Thursday, 16 February 2012

Membedah Isu Pembubaran FPI Dengan Kaca Mata Soekarno dan Gus Dur

 

Soekarno merupakan Bapak Proklamator kemerdekaan bangsa Indonesia, dia juga termasuk penggali Nilai-nilai keberagaman dalam kehidupan berbangsa dan bernegara. Sehingga Soekarno layak sebagai suri tauladan anak bangsa dalam menyikapi berbagai permasalahan bangsa Indonesia saat ini.

Cara pandang paradigma pemikiran Soekarno dalam menggali sebuah perbedaan ditengah-tengah kehidupan masyarakat, telah menghasilkan istilah yang kita kenal dengan falsafah "Bhinneka Tunggal Ika". Nah! falsafah inilah yang menjadi acuan segenap tumpah darah masyarakat bangsa Indonesia dari Sabang sampai Merauke.

Menyikapi sebuah keberagaman dalam kehidupan berbangsa dan bernegara. Maka istilah falsafah "Bhinneka Tunggal Ika" sebagai wajah meretas segala perbedaan dengan cara arif dan bijaksana disaat menghadapi berbagai perbedaan dalam tubuh bangsa Indonesia.

Soekarno dimasa kepemimpinan beliau mampu mewujudkan persatuan sebuah bangsa dengan berbagai perbedaan, baik perbedaan suku, agama, dan golongan. Bahkan Soekarno mampu menghasilkan sebuah persatuan tiga idiologi besar dalam wadah bangsa Indonesia dengan istilah Nasakom, Nasionalis, Agamis dan Komunis. tetapi dalam kelanjutan kedepan Komunis dianggap tidak dapat hidup berdampingan dengan Agamis dan Nasionalis. Karena di anggap melakukan aksi kudeta terhadap idiologi bangsa Indonesia. Sehingga komunis ditiadakan dalam kehidupan berbangsa dan bernegara.

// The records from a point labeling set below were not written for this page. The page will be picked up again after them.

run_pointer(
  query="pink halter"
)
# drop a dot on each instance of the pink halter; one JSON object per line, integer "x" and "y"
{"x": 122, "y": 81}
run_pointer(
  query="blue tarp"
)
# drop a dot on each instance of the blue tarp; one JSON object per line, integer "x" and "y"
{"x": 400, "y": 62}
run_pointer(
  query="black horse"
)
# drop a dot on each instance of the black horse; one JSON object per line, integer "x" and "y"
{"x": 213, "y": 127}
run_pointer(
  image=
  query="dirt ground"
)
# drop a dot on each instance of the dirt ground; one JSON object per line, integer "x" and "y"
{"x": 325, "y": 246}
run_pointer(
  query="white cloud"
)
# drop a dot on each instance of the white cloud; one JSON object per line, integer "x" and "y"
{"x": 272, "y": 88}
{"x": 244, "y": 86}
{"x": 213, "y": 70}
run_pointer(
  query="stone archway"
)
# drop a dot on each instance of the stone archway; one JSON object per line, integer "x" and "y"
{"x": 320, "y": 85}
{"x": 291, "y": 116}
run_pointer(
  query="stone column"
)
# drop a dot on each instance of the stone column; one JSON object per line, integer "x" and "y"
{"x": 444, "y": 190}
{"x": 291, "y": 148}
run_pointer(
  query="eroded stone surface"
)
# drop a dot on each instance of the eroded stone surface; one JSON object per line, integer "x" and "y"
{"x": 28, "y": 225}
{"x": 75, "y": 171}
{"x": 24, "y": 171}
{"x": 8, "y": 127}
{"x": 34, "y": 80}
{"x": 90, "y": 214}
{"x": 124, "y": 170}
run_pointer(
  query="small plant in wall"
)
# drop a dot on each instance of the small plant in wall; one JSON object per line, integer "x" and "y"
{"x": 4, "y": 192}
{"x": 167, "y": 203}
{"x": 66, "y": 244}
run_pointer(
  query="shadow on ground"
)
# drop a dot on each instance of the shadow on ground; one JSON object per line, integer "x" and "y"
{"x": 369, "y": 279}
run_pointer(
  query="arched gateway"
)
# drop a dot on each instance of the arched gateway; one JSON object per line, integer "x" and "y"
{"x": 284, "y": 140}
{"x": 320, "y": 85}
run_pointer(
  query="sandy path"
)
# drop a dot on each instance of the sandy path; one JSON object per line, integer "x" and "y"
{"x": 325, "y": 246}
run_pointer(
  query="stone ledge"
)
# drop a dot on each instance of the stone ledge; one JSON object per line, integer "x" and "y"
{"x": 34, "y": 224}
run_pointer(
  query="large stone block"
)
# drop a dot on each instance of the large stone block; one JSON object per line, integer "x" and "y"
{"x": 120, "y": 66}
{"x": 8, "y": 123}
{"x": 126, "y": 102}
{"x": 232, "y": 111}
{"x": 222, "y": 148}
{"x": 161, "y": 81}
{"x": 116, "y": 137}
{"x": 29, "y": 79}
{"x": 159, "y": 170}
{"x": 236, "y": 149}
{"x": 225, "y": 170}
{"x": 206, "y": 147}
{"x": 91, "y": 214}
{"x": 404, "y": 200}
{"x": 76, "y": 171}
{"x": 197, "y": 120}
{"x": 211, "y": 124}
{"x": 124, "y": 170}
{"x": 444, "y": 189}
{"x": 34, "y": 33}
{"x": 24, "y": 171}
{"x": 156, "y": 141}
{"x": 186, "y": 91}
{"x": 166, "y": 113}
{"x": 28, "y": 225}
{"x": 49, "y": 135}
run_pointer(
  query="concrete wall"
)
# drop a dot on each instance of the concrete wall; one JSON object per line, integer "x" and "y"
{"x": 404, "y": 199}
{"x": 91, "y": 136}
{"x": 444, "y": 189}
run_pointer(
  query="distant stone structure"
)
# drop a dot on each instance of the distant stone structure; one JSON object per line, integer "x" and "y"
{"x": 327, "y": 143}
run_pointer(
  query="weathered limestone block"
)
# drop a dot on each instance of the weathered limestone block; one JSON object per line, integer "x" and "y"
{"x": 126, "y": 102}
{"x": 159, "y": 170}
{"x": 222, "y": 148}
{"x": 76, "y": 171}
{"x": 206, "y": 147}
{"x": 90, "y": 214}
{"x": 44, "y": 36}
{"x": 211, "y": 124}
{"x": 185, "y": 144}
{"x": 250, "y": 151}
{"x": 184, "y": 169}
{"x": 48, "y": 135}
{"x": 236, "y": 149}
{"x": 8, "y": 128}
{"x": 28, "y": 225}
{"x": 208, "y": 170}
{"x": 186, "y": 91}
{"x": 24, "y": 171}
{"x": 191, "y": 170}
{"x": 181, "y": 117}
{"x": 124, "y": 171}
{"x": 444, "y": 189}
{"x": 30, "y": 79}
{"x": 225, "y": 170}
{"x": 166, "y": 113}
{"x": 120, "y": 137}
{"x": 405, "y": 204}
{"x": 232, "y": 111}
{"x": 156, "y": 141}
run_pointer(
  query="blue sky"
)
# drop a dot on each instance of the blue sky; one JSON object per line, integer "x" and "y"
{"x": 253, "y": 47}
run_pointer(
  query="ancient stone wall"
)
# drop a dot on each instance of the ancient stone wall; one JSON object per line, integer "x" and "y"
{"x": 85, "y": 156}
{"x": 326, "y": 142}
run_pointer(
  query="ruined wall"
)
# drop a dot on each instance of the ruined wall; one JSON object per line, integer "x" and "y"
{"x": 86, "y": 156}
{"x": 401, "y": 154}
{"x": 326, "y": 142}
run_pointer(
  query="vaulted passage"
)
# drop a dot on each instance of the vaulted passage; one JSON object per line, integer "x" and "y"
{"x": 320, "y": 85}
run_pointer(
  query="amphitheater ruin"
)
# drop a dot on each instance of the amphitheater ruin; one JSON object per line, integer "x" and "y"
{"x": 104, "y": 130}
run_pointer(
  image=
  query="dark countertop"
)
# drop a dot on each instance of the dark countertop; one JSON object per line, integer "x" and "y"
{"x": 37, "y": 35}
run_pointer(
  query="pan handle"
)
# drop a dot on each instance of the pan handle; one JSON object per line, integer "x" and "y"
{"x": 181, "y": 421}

"Bhinneka Tunggal Ika" lahir dari proses menggali berbagai sebuah perbedaan menjadi satu kebersamaan melawan segala bentuk penyakit masyarakat, baik masalah korupsi, kolusi nepotisme, pencurian, perampokan, narkoba dan berbagai penyakit sosial lainnya. Sehingga falsafah " Bhinneka Tunggal Ika" sebagai acuan dalam mengemban tugas memberantas segala bentuk kedzaliman, baik yang dilakukan para pejabat negara, daerah dan berbagai elemen masyarakat Indonesia pada umumnya.

Sedangkan Gus Dur kita kenal sebagai tokoh yang menjunjung tinggi tenggang rasa dalam kehidupan berbangsa dan bernegara. Bahkan Gus Dur berani menentang kemapanan di tengah carut marut kebangsaan dengan memberikan perlakuan khusus terhadap minoritas yang tertindas di kala itu. Sehingga keadilan disegala bidang harus segera tercipta sebagai pengejawantahan amanat Undang-undang 45, agar terjadi sebuah kesejahteraan disegala bidang kehidupan.

Sosok Soekarno dan Gus Dur merupakan suri tauladan anak bangsa dalam menyikapi sebuah perbedaan, agar terjadi paradigma dalam penyelesaian sebuah perbedaan secara santun, berani, tegas dan tanpa ragu dalam mengambil sikap. Inilah yang harus dicatat dalam jiwa masyarakat bangsa Indonesia, agar terjadi sebuah keseimbangan dalam menyelesaikan berbagai masalah kebangsaan.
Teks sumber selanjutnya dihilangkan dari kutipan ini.